I loved the smell of show on my pants. The mix of smoke, sweat and other people’s energy. My pants told the tale of a lot of good nights. I had friends that told me to wear the pants the day after the show for good luck, but I was always a little worried that other people would think I was a bum. You see, I went to a lot of shows when I was in high school, mostly punk and indie bands that most people hand’t heard of. I thought I was being cool by attending the underground music scene.
At one such show for the Get Up Kids, I was getting my pants sufficiently stained and odiferous. I invited a friend of mine to come along and she obliged. We got their early enough to stand next to the stage in the packed club, the kind that really should only fit a hundred, but was stuffed with something more like 2 hundred.
It just so happened that as the music started a strong willed boy pushed his way up to the front and started to crowd my friend. With every song, he would push harder to get into her space. He didn’t want to stand where she was standing, he just wanted to push. About halfway through the show I put my leg up on the three foot stage and made a barricade for my friend, using my leg as a fence.
I tried to talk to the boy, talking some sense into him about just enjoying the show, but he would have none of it. He just wanted to push. He wanted to make sure that no one had a good time but him, and he succeeded for the most part.

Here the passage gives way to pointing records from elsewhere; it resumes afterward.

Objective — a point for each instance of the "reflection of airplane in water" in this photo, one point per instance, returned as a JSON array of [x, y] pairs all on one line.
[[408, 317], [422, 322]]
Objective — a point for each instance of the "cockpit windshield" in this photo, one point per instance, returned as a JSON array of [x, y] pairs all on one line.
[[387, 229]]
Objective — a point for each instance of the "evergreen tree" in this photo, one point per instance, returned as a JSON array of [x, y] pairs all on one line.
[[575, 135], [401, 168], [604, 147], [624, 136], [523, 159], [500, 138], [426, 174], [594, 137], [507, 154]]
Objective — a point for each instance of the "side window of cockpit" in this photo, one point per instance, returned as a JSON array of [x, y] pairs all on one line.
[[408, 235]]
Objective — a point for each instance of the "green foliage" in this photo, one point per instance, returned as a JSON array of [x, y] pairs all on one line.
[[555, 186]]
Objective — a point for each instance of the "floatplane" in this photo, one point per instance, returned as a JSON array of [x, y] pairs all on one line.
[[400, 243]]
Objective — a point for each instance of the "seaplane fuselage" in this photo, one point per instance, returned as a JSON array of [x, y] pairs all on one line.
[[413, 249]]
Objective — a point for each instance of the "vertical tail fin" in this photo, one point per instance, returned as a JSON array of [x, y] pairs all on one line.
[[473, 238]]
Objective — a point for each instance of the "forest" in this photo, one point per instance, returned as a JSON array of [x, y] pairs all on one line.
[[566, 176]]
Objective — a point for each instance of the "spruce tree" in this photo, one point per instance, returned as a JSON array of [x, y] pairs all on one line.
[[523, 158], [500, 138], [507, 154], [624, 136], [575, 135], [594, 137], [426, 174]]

That is, until the song Mass Pike came on. It was the song that took me by surprise and made the experience worthwhile. When the first chords started on the keyboard, I didn’t even notice that I had to hold back a sea of drunk muscle.

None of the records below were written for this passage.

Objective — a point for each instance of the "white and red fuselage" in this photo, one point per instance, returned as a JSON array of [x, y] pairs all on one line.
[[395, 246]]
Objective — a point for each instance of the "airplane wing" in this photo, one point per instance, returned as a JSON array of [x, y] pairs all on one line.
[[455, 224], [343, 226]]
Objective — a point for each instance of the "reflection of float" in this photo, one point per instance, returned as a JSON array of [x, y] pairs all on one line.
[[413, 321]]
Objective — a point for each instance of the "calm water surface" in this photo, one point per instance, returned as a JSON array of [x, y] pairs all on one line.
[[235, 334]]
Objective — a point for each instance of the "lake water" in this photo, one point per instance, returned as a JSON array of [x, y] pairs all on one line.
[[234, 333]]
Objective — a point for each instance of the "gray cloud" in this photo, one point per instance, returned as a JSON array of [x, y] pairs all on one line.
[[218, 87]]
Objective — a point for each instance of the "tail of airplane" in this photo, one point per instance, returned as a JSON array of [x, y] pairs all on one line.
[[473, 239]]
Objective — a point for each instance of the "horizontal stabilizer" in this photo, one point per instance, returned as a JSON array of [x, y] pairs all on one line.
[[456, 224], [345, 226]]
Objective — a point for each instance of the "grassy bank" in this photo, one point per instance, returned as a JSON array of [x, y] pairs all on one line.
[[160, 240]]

I don’t know exactly what all of this means, but I think that I am holding back the muscle of something much larger than myself at the moment.

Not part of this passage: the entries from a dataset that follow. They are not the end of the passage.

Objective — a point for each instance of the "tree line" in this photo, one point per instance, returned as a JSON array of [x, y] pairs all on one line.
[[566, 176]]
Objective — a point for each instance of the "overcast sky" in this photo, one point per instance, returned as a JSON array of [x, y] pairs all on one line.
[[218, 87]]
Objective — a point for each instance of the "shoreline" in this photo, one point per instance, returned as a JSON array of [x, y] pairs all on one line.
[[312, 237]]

I am at the big show, the one that I have been waiting for a really long time. I am excited about being here with someone I love, and I am gearing up to blown away. Up has waltzed a force that has the capability of making sure that I can’t dance or move the ways that I want to. And all I am looking for is the few moments when all of this pressure and undisclosed animosity can melt away in favor of just hearing the music. I want it to flow over me and take us away from the unending push of life.
I understand that pushes like the are what make pants smell the best. I understand that the struggle and the sweat are enough to release just the right bouquet of aroma. I want to be bullied and leaned against, but I also want there to be moments of relaxed extacy. And there will be I just have to know how to look for them.
This is how I knew at the Get Up Kids show, and I’m pretty sure it is how I will know now: I will close my eyes and hear the notes play, just the intro. When those chords come through, the right combination of things that make the back of my head tingle. And I will have a moment of knowing that it won’t last and wanting it to anyway. I work backward from the feeling and tag the moment with every descriptor I can muster so that I can’t possibly forget. And I feel safe in every moment because I know the words and it is my song, our song, being played just for us. That is when I no longer feel the pressure. That is the moment I am waiting for.